Nevertheless, a 2012 book by Rhiannon Mathias, which presents a scholarly reappraisal of her life and work, began to make waves, and as we approach the 120th anniversary of her birth, a full-scale revival is underway. Most of her major works have been newly published, performed, broadcast and recorded, and audiences and critics alike are discovering in her music one of the vital and rewarding voices of the 20th century now singing again.
Grace Williams's musical style
Singing lines The landscape of Williams’s music can generally be measured in terms of long lyrical lines which generate a natural flow of harmonic warmth and contrapuntal fluency. She sang all the parts of her scores as she composed them, whether for voices or instruments, and they often surge like the sea.
Welsh heritage Although not Welsh-speaking, Williams was immersed in the nation’s folksongs and literature.
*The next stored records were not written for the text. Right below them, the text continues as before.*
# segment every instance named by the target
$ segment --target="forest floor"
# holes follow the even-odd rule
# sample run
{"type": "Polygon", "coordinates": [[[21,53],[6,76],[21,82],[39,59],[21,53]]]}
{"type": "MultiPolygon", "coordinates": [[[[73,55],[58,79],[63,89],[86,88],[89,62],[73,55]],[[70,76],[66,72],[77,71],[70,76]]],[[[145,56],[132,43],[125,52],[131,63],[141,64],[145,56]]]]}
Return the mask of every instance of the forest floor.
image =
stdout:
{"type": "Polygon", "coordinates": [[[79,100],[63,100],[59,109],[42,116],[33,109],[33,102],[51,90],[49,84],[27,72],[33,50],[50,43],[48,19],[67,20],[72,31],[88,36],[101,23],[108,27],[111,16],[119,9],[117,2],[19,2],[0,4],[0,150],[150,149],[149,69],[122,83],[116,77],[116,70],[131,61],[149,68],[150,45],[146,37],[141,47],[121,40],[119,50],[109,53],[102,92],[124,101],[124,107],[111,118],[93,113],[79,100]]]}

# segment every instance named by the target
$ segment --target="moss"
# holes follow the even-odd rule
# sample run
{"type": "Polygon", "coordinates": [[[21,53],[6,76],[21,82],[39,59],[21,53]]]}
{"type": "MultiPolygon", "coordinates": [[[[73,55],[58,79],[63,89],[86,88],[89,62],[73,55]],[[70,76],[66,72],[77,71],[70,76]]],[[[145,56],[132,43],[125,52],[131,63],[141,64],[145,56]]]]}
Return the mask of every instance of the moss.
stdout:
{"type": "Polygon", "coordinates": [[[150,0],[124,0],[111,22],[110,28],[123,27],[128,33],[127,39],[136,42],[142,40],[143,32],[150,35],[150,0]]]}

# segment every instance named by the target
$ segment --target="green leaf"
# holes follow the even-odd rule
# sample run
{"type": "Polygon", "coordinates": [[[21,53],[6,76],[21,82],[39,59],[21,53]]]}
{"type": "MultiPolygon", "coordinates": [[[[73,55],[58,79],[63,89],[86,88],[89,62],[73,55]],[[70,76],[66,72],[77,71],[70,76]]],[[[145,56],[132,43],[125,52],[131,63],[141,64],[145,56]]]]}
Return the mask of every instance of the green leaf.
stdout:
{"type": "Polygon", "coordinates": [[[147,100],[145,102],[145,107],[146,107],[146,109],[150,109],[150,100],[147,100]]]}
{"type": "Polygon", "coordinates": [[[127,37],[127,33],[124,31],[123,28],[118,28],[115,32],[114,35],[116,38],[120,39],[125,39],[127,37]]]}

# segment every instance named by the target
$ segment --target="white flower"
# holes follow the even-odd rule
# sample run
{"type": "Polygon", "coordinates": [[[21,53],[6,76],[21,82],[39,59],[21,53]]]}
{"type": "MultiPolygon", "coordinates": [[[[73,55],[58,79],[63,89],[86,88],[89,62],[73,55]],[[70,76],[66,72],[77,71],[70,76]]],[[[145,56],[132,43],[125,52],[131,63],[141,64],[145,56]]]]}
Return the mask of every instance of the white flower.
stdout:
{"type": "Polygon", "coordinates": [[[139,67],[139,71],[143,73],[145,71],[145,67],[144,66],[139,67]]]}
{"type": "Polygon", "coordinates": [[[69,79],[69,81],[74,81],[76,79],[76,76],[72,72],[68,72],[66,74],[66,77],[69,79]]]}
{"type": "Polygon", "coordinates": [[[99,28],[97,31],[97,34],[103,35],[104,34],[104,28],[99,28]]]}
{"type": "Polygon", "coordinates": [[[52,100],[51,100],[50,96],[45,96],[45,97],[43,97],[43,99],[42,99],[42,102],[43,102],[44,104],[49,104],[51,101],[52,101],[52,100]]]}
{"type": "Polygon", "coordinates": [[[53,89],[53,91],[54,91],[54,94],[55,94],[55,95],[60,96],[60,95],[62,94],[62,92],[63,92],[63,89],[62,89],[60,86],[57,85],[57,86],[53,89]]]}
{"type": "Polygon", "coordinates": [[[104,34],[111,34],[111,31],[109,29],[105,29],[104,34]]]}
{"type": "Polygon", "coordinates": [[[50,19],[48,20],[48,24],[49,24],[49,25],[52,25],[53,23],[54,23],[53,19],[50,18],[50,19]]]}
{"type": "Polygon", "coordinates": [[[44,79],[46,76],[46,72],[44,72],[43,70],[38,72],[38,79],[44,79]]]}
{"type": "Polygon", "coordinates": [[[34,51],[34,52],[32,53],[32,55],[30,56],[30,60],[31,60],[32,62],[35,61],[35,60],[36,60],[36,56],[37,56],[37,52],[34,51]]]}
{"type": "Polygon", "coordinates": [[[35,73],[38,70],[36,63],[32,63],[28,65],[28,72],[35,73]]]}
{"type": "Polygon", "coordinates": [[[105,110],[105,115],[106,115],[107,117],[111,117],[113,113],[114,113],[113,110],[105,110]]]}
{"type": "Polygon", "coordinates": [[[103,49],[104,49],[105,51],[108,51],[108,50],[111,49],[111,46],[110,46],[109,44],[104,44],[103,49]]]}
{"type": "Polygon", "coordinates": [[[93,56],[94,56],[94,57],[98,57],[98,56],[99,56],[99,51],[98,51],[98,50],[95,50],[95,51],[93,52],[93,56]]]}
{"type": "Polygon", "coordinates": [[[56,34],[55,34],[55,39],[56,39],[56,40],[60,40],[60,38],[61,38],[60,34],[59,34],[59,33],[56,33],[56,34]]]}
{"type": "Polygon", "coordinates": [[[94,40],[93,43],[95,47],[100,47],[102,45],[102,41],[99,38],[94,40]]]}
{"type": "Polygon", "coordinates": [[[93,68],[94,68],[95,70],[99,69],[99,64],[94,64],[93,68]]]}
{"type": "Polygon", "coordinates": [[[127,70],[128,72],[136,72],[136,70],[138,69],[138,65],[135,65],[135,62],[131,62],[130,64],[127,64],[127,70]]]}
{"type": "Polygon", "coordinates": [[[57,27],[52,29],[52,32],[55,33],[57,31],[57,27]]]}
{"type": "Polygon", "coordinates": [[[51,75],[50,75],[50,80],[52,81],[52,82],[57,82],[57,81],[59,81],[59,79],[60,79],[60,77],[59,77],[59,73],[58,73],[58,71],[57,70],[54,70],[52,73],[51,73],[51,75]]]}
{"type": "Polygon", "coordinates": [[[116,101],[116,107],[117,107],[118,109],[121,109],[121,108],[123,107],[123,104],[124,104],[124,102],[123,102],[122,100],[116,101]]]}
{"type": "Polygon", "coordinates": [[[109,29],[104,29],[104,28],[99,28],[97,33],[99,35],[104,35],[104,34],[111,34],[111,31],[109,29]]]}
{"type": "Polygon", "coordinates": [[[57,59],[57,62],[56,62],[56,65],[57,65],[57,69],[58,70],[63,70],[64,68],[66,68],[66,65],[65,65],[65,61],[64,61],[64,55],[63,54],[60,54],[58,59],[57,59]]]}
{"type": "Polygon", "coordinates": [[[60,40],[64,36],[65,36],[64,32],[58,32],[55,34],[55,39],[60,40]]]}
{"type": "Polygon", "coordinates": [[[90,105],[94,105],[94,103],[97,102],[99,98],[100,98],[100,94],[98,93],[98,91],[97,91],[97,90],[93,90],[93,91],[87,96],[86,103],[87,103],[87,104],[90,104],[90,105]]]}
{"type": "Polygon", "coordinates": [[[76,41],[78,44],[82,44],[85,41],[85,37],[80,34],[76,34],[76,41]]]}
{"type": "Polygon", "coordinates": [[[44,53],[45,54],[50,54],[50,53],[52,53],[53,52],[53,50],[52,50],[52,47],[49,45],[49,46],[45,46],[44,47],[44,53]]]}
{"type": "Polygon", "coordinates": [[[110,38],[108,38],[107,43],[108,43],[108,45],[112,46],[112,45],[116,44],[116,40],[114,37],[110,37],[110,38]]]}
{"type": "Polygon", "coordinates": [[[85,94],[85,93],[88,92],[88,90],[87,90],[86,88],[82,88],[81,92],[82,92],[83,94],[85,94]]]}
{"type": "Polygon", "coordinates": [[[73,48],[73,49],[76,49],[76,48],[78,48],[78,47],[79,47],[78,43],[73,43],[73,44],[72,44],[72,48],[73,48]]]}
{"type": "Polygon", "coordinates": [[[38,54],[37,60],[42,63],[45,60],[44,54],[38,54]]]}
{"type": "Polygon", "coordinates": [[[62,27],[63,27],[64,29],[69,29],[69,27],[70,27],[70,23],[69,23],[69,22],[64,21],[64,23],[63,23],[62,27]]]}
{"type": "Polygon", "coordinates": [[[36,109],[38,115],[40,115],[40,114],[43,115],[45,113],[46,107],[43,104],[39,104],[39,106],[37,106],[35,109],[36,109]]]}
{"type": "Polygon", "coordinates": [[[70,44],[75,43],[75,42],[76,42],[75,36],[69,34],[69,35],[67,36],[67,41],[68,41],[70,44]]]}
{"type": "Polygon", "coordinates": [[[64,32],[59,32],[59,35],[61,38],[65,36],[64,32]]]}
From her earliest orchestral work Hen Walia in 1930 to Castell Caernarfon (above) for the 1969 Investiture there, she instinctively uses the tunes, rhythms and rhetoric of her indigenous heritage to great effect.
The Trumpet Williams attributed her love of the trumpet to childhood memories of hearing bands playing during World War I. Her scores are suffused with its sounds in both lyrical and military guises, and this gives her orchestral voice a very distinctive character. Players in orchestras christened her ‘Williams the Trumpet’.
Self-criticism Always self-critical, Williams did herself a disservice by judging too harshly – when certain works were not instantly successful, she put them aside with the words ‘Not worth performing’. Reappraisal shows her to have been too severe.